This seems to be two different problems. The pediatrician saying that your baby is using you as a pacifier doesn't necessarily mean that her having a pacifier is bad.
Generally speaking, it's still thought to be best, breastfeeding-wise, for a baby to not be given a bottle or pacifier until they're sucking at mother's breast like a champion. Your daughter apparently got that far, so given that, a pacifier shouldn't be a problem.
What the pediatrician may have been alluding to is that your daughter, at only a few weeks old, may be getting all she needs from you food-wise in a relatively short window, and after that is dropping down to a lighter, shallower "non-nutritive sucking" pattern, the same as she'd use with a passy. The difference between this pattern and the pattern she'll use when she's really interested in food is very different; nutritive sucking is hard, long, and she'll be regularly swallowing and gasping (which is why you have to burp).
At that point when she starts to drop down to non-nutritive suckling, the value of keeping her at the breast is diminished; she's there for comfort, not food, and so you can take her away from the breast, give her a passy, and do something else with your time. An hour to an hour and a half at a sitting, when a newborn typically should be fed once every two hours, theoretically would mean you spend at least half your time nursing, and that's not healthy for you.

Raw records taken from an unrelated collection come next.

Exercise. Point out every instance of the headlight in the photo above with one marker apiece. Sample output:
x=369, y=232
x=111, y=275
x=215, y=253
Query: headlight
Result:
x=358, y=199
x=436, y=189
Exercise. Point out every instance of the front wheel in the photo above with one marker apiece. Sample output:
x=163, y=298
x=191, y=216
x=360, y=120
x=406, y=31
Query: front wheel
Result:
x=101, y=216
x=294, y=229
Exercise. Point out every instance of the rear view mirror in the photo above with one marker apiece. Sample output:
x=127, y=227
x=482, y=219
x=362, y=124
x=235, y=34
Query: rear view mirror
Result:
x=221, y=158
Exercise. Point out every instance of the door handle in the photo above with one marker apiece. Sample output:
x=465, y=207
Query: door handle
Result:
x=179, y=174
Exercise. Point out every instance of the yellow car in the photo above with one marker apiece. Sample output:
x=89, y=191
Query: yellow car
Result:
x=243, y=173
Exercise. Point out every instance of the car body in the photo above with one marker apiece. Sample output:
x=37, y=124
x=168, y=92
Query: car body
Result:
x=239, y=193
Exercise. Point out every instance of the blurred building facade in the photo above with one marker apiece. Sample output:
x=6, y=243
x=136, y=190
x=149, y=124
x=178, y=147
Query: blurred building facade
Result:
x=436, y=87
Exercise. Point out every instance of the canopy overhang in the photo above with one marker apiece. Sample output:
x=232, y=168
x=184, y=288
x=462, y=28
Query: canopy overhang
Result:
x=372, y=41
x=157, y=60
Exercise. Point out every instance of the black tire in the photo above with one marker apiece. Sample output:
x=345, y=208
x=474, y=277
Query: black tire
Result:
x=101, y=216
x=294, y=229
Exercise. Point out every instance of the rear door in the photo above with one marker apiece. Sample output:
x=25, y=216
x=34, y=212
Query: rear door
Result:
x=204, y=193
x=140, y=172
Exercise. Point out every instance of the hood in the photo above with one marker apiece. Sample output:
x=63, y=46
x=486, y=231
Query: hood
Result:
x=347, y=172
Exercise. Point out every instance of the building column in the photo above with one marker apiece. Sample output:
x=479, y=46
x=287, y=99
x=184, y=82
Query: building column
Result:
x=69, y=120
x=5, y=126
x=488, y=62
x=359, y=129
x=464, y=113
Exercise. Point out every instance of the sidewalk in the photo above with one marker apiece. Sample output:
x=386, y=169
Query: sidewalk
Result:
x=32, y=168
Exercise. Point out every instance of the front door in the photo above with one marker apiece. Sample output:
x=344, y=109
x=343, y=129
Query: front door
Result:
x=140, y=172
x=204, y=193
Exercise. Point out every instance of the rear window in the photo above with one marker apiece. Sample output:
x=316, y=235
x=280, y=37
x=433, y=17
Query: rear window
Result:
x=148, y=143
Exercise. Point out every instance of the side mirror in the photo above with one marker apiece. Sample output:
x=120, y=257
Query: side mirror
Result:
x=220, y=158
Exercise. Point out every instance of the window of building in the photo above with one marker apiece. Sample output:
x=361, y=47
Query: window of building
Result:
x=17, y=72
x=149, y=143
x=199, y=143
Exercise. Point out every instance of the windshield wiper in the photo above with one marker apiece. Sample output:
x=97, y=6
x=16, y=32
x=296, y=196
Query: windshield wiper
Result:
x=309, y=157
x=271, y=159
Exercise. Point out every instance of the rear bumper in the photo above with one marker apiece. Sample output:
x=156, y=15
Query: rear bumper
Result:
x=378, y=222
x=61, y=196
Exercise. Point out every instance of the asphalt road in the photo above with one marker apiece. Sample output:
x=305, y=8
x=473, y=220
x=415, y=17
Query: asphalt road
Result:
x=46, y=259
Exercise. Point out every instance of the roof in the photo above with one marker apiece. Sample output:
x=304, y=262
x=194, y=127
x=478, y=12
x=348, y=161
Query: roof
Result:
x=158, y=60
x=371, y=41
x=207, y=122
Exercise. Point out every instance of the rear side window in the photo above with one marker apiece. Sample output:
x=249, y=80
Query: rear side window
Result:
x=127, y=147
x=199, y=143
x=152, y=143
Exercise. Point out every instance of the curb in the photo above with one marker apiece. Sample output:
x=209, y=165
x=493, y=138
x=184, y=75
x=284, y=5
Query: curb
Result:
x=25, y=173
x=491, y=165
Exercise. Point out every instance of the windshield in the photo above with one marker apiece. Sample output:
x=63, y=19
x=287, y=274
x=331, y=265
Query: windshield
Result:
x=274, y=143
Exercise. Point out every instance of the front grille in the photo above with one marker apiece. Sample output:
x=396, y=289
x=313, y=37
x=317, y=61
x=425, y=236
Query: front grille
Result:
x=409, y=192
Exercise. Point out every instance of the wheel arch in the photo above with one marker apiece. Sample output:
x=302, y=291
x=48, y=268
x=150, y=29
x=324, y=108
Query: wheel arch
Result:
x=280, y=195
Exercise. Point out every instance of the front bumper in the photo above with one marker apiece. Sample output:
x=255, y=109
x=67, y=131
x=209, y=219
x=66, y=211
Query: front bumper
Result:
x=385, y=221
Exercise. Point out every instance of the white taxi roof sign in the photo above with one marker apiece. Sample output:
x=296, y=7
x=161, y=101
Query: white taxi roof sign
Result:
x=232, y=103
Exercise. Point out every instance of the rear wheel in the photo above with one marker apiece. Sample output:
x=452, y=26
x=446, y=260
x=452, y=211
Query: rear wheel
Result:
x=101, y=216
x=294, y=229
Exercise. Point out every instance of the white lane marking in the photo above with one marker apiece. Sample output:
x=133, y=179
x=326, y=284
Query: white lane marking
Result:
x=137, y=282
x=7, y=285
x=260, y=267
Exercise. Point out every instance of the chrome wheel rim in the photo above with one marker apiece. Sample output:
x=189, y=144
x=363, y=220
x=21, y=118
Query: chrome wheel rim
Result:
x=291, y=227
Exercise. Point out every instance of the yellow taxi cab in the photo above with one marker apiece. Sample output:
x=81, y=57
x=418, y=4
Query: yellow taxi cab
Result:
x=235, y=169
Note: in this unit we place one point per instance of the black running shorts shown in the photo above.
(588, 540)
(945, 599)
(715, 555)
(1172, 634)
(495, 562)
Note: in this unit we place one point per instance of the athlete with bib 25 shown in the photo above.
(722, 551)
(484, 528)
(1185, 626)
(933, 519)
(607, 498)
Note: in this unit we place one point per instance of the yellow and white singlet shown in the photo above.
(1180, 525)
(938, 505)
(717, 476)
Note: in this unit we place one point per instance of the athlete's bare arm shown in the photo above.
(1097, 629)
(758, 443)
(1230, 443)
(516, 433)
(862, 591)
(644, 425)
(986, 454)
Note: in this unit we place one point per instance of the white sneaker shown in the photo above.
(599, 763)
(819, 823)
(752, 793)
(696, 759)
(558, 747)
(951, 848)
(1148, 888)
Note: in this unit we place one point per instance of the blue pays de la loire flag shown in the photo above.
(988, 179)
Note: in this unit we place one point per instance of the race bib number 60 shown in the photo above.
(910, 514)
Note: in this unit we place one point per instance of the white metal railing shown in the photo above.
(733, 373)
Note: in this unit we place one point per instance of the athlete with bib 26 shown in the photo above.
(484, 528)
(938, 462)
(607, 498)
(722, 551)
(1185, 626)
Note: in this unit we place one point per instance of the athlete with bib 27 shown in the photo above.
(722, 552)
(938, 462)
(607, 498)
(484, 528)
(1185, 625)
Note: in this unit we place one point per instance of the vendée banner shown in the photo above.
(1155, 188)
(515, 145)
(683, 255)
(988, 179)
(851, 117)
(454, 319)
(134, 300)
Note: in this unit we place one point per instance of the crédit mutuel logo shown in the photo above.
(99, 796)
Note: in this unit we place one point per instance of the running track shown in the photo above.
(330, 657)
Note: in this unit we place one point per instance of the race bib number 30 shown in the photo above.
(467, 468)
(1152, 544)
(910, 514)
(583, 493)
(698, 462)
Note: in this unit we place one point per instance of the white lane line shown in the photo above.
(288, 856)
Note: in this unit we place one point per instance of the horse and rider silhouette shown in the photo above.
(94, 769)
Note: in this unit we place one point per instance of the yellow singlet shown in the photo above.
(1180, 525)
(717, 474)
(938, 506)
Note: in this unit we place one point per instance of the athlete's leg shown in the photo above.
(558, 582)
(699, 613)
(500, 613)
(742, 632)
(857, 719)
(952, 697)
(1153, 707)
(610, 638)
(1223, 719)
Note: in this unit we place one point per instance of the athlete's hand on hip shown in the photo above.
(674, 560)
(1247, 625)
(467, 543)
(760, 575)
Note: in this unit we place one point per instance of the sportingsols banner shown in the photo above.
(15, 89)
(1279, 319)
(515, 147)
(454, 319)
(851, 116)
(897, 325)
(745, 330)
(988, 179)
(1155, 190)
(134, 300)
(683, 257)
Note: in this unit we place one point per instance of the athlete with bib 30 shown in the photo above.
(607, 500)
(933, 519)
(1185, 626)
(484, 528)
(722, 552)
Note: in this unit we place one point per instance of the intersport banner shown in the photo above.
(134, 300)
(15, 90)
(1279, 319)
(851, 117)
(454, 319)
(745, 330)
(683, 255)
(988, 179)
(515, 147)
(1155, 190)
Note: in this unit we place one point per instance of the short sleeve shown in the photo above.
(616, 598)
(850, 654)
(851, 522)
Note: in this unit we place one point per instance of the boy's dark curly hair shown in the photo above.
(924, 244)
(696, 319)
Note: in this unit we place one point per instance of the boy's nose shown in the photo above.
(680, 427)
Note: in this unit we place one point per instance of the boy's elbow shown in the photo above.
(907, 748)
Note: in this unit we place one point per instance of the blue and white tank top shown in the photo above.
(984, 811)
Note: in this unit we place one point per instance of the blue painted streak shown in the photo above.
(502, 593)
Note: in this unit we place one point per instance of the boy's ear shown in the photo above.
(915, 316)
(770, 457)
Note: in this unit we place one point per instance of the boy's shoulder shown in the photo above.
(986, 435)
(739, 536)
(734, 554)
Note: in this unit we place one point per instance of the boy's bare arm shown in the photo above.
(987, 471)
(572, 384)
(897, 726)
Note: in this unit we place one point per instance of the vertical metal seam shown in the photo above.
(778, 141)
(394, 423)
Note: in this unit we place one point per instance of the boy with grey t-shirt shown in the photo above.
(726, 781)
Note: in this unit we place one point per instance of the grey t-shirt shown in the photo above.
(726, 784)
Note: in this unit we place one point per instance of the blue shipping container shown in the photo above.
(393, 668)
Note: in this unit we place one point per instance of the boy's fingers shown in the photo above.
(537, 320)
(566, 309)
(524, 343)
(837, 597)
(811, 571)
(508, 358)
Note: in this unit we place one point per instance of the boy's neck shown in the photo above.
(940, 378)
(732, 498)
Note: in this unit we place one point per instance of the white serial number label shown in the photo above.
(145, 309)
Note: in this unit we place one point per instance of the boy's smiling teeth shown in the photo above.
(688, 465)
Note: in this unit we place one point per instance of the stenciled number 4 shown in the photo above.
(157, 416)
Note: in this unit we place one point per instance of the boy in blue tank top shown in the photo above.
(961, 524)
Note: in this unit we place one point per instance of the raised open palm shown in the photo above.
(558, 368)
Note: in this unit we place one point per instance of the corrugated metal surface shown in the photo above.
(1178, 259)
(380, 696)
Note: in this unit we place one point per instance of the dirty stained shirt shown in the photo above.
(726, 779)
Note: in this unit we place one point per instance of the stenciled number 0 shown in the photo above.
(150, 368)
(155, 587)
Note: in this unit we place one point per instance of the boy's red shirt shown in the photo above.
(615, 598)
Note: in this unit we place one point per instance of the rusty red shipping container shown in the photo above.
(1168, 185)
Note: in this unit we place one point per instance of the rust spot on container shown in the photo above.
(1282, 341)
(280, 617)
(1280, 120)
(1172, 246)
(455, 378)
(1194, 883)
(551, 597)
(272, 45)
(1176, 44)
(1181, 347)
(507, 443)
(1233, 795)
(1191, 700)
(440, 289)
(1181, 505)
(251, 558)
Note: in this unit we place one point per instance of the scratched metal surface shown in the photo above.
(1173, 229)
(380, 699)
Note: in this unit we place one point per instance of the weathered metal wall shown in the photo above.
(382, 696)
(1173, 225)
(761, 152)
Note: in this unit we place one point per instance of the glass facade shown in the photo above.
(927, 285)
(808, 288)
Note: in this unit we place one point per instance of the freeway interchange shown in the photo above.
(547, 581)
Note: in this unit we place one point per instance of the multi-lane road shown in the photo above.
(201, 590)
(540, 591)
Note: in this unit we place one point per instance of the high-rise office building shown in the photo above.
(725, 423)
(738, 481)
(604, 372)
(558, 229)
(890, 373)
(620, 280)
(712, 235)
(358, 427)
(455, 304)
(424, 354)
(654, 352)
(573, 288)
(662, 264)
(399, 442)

If you have a pump, try pumping, and see how long it takes from the moment you turn the pump on to get 2 ounces, or however much the baby books say your child should be eating at her age. My guess is that it will take closer to 15 minutes than to an hour and a half. However, there's no strict time limit here; if she's still sucking hard at the 15-minute mark, then let her keep going. She's a growing girl. Depending on what she weighed at birth, she's likely to quadruple her body weight in the first year, and all that energy and all those protein building blocks are going to come from you, God willing.
I would bring all these concerns to a breastfeeding coach. The hospital our daughter was born at had a breastfeeding clinic literally right across the entry bay from the maternity ward. It was staffed with nurse practitioners who did nothing but counsel new moms on how to breastfeed. I would see if there is any facility like that in your general area; these guys know breastfeeding, regardless of the experience your pediatrician has on the subject.